You may feel that you are only a small cog in the church but God wants to use small cogs too.

I believe that this is for a reason that God has allowed us to get to the stage that we can no longer financially support stipendiary vicar in every parish.

The reason I believe is this.

God wants to end the fantasy that the vicar conducts the “spiritual mission of the church” and the laity are simply involved in keeping the building up to scratch.

Rather we are forced back to New Testament principles – to what is known as “All Member Ministry”.

We have just finished studying the book of Esther on our Thursday night Bible Study group.

Esther was a queen in Persia with no power of her own. She was basically the slave of a king through an arranged marriage to him as he had found her so pretty.

She was a Jewess but she had told no one of this.

Haman was the arch-enemy of the uncle who had brought her up Mordecai

Haman was so full of hate to Mordecai that he bribed the King to exterminate all the Jews.

Mordecai sent a message to Esther to go to the King and ask for mercy for her people, but there was real danger in doing.

Why?

The danger was that if she went to see the King unannounced and he did not extend his royal sceptre to her, she would be executed.

She wavered, as many of us might well do, because of the danger she would put herself in by going to see the king unannounced and then Mordecai spoke to her as follows:.

“If you remain silent at this time, relief and deliverance will arise for the Jews from another place and you and your father’s house will perish. And who knowswhether you have attained royalty for such a time as this (Esther 4:16)

Like Esther we are all born to play a role

i) Perhaps it may not be one of danger like Esther had

ii) Perhaps it is one of prayer just like the two elderly ladies had in Surrey BC

iii) Or perhaps something in between?

Whoever you are God has a role for you to play in HIS Church

We just have to find out what God has called us to do!

All of us have talents that God can use. Even those two old Pentecostal prayers warriors.

The Parable that we read in the Gospel today is this

We have to use all of our talents for the mission of the Church.

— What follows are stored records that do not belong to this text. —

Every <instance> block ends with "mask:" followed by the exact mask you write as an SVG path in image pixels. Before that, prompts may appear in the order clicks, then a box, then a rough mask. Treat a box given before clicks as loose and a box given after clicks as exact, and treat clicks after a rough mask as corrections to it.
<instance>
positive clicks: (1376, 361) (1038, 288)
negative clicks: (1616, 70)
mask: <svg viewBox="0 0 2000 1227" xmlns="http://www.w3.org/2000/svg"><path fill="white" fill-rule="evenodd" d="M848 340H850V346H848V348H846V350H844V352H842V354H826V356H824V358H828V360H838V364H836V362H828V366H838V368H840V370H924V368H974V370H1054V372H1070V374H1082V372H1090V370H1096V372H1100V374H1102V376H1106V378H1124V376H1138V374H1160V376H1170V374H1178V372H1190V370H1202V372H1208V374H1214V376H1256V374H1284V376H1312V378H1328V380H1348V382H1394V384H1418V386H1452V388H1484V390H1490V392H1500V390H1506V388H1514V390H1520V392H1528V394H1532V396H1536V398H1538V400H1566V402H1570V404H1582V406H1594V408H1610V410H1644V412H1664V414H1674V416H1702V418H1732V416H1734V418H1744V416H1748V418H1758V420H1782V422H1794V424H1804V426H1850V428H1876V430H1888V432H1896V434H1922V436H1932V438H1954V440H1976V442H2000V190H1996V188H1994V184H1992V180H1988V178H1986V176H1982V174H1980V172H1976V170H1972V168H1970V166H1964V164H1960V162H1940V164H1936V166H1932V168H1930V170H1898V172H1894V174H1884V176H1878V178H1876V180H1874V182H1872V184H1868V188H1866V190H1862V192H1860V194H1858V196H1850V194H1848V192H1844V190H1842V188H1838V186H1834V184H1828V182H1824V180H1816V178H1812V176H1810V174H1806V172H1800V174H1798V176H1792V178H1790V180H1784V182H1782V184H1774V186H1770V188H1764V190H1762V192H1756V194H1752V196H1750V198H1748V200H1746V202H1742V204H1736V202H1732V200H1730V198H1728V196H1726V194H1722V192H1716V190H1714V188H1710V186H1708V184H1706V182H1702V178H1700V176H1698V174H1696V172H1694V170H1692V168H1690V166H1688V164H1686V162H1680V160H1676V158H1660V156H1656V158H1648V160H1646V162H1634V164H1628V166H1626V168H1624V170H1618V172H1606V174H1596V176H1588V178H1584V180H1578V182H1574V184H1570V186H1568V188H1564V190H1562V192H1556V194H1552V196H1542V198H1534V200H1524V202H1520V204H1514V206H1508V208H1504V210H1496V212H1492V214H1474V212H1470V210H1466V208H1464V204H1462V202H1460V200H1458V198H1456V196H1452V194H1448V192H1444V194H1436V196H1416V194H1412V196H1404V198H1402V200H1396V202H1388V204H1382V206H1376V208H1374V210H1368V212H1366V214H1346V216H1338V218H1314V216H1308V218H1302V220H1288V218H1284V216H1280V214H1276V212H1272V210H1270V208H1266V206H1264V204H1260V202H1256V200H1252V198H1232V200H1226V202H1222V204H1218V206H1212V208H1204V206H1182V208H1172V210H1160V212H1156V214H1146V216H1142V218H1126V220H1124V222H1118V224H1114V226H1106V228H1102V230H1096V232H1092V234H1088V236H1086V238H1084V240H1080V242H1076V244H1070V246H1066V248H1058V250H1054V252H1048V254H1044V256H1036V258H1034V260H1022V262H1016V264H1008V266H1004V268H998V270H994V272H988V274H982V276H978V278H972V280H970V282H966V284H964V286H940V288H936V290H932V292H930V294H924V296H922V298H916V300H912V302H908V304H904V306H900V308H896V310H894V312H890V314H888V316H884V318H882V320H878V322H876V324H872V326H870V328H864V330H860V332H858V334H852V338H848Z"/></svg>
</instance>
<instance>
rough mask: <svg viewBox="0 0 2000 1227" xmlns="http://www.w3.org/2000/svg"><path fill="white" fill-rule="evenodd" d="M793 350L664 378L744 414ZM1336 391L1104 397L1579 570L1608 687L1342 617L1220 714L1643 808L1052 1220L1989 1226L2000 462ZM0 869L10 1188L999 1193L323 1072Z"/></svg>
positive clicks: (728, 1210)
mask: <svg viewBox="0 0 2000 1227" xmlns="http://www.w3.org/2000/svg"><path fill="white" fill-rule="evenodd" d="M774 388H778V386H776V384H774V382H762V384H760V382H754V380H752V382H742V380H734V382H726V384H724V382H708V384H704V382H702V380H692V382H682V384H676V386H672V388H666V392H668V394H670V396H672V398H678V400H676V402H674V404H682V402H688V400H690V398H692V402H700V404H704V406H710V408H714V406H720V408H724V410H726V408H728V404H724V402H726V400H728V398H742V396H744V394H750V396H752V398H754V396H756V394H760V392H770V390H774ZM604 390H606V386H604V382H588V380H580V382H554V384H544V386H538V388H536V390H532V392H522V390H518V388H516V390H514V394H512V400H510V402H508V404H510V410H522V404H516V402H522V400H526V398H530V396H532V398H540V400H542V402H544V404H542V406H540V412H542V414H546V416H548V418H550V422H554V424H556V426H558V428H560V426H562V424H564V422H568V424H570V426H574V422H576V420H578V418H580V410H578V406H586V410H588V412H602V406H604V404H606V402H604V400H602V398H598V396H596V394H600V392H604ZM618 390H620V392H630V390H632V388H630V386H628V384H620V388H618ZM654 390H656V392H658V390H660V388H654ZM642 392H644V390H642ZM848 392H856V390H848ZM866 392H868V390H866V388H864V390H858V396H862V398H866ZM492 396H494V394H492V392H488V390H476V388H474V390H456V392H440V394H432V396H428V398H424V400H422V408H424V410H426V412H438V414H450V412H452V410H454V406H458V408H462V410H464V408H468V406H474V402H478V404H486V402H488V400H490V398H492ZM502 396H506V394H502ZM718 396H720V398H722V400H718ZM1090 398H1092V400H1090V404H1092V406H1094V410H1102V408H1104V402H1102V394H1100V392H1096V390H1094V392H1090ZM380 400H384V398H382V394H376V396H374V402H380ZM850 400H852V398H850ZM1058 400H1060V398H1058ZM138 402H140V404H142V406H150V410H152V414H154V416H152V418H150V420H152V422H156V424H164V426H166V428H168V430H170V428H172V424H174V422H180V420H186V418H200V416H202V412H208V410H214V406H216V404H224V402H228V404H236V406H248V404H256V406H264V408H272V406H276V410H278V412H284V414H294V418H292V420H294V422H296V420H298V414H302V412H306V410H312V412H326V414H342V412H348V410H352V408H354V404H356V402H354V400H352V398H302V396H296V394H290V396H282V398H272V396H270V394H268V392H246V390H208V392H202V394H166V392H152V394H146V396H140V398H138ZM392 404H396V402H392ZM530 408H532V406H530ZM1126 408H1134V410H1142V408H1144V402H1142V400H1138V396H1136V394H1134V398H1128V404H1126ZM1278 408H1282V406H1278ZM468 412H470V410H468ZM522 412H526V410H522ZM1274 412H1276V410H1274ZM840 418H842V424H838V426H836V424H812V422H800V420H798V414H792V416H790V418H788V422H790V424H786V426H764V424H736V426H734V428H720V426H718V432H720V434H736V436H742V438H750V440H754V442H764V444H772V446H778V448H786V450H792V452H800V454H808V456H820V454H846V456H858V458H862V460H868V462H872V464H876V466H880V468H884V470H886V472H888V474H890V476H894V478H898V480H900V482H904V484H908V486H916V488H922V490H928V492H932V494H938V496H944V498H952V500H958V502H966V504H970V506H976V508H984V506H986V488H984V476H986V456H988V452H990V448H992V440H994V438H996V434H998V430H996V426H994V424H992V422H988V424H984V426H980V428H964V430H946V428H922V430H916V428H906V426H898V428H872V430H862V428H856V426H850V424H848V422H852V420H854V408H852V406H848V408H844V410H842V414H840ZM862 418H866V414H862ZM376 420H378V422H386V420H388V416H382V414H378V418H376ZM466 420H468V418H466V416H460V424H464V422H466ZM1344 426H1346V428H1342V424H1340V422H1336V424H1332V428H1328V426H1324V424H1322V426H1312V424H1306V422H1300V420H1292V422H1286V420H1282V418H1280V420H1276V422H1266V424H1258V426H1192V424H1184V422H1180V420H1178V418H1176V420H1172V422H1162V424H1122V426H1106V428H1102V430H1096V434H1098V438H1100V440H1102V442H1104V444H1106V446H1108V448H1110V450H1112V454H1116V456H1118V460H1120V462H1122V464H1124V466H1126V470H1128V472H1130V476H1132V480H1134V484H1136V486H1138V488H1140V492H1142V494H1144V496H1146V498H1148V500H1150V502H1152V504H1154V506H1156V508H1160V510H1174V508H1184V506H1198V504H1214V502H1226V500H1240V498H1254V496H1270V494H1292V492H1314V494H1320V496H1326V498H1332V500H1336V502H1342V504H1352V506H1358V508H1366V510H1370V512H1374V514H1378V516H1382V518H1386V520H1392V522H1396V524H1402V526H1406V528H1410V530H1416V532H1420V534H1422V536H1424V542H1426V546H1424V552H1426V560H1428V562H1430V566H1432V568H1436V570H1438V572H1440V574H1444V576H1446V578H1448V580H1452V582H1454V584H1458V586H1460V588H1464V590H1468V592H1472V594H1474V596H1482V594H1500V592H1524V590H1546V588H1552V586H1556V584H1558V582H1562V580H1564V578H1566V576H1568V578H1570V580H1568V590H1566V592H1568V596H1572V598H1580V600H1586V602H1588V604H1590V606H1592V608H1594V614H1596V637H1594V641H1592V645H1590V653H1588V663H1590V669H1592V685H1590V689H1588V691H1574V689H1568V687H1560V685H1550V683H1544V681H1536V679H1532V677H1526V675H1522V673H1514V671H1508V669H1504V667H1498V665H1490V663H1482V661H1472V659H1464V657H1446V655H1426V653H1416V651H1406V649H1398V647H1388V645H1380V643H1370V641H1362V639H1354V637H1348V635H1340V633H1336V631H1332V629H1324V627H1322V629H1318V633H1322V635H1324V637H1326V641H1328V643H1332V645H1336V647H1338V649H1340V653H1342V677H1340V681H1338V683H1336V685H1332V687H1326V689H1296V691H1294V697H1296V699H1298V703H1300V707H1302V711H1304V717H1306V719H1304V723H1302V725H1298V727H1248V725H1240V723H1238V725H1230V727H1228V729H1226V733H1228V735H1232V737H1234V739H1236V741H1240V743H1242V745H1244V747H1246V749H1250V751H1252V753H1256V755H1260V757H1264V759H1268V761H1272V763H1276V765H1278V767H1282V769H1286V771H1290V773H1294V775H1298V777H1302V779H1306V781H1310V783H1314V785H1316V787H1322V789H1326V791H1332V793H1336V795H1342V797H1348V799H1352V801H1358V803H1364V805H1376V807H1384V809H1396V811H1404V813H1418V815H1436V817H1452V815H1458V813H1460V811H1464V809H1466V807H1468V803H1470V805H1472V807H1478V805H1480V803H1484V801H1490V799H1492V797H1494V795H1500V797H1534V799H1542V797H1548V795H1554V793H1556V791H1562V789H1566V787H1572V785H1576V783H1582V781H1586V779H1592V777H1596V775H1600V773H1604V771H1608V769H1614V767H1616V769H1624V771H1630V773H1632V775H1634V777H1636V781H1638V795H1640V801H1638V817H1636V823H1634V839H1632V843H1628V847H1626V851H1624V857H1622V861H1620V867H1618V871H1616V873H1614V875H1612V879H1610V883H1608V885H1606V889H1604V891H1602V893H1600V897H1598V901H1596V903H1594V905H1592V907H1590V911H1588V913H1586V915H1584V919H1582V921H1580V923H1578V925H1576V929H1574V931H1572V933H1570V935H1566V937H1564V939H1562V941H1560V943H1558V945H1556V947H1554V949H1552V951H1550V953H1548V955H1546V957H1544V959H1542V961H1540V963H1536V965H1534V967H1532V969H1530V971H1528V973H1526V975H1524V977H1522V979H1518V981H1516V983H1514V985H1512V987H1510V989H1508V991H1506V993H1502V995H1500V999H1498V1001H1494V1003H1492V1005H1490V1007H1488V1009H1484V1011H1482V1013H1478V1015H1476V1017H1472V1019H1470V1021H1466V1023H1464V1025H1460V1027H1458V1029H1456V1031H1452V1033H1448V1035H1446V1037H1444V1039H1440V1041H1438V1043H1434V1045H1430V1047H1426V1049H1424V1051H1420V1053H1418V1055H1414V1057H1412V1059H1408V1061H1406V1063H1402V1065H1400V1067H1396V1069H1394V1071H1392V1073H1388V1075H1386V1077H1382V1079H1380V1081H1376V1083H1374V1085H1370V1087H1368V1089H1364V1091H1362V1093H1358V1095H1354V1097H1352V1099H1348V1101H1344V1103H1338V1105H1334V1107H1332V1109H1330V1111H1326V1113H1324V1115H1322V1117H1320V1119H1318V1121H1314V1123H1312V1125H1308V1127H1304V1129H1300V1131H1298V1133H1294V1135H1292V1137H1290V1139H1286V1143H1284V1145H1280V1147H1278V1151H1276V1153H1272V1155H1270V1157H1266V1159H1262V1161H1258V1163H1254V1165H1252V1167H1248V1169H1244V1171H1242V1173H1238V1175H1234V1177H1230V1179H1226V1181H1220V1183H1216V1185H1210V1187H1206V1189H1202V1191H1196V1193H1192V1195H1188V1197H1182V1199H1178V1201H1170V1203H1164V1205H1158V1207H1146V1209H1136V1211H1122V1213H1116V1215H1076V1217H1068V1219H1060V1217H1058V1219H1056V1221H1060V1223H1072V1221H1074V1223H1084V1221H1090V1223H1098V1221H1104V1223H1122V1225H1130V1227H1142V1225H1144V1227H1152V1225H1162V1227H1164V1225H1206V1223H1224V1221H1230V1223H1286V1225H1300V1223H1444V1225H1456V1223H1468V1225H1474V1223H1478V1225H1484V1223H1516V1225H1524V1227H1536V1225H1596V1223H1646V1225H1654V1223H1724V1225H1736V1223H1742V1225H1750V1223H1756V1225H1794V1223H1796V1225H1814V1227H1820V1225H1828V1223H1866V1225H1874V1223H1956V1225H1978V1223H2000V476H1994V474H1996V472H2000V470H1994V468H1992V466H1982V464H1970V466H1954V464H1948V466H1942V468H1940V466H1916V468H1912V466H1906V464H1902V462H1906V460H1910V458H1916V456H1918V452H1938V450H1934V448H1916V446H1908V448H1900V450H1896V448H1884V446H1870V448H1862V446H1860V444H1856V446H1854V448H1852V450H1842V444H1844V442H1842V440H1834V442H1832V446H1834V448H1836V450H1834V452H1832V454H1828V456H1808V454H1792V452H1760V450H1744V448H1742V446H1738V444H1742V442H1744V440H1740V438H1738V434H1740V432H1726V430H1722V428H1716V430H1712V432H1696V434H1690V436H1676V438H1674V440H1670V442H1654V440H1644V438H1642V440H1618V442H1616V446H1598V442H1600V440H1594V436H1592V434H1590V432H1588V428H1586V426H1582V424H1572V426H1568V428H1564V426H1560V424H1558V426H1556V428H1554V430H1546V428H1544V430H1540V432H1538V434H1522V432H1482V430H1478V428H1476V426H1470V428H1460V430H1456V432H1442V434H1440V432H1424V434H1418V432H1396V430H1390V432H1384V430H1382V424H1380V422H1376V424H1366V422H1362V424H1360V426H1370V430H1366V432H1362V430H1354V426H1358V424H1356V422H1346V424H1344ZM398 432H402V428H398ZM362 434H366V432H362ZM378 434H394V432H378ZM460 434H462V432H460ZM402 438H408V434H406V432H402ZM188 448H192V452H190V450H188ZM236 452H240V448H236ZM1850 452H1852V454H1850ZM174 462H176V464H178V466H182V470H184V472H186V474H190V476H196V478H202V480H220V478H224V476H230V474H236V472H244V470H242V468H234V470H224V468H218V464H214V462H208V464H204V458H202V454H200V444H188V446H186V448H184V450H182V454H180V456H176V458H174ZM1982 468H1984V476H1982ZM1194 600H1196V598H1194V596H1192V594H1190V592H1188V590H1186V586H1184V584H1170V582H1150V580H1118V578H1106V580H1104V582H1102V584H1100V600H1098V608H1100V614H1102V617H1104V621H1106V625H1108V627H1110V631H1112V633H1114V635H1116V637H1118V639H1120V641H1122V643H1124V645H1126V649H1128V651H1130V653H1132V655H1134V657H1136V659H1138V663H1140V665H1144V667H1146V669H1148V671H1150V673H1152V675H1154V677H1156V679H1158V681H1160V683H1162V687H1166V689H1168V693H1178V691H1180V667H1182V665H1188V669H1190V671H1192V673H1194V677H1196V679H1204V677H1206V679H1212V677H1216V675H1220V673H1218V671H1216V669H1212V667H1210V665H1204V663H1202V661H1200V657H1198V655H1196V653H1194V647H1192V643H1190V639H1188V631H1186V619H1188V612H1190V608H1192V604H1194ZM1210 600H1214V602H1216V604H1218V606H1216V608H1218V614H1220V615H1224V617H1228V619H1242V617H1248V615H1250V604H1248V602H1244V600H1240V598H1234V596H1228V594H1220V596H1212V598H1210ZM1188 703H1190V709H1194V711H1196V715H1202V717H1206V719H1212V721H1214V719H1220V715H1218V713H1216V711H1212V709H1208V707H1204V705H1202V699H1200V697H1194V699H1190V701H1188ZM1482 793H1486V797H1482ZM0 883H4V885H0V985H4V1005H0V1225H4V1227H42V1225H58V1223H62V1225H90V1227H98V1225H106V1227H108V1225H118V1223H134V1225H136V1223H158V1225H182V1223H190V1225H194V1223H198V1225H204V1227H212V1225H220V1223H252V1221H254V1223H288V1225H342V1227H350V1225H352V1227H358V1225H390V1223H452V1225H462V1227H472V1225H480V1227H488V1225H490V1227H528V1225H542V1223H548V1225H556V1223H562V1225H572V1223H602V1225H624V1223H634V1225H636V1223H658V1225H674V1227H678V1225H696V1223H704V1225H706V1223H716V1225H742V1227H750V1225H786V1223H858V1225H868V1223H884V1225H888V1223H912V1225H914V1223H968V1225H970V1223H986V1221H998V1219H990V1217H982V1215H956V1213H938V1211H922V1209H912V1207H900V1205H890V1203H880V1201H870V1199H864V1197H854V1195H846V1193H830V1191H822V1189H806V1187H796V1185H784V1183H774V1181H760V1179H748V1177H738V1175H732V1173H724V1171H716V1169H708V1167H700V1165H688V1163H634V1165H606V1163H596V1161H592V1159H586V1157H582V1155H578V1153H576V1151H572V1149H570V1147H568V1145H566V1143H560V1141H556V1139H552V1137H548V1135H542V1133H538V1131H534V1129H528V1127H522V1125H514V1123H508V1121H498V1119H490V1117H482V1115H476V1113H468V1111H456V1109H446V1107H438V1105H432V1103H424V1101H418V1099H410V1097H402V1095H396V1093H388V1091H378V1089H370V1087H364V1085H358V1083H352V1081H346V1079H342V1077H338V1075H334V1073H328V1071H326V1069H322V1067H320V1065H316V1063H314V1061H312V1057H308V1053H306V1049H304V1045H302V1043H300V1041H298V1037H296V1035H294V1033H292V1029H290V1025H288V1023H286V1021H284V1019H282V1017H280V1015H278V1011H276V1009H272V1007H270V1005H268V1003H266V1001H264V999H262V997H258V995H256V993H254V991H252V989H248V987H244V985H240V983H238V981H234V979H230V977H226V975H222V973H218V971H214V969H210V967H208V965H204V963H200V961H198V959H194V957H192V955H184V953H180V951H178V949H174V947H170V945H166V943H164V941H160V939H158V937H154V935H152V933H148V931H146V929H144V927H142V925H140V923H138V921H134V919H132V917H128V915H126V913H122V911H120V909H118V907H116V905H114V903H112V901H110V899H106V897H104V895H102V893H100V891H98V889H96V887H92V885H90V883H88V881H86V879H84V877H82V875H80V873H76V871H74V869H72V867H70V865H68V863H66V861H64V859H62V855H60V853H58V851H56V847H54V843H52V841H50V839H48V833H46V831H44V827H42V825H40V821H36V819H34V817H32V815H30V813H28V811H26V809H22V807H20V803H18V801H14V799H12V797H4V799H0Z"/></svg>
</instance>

And sometimes there are greater evangelistic gifts in the congregation – than with the clergy!

The Parable of the Talents is a reminder that God calls each one of us to ministry and you will have to give an account one day of what God has gifted you to do. The more you exercise your talents the greater your blessing will be.

May I leave you with a question.

WHAT IS THE GIFT THAT GOD WANTS YOU TO BRING TO THE MISSION OF THE CHURCH?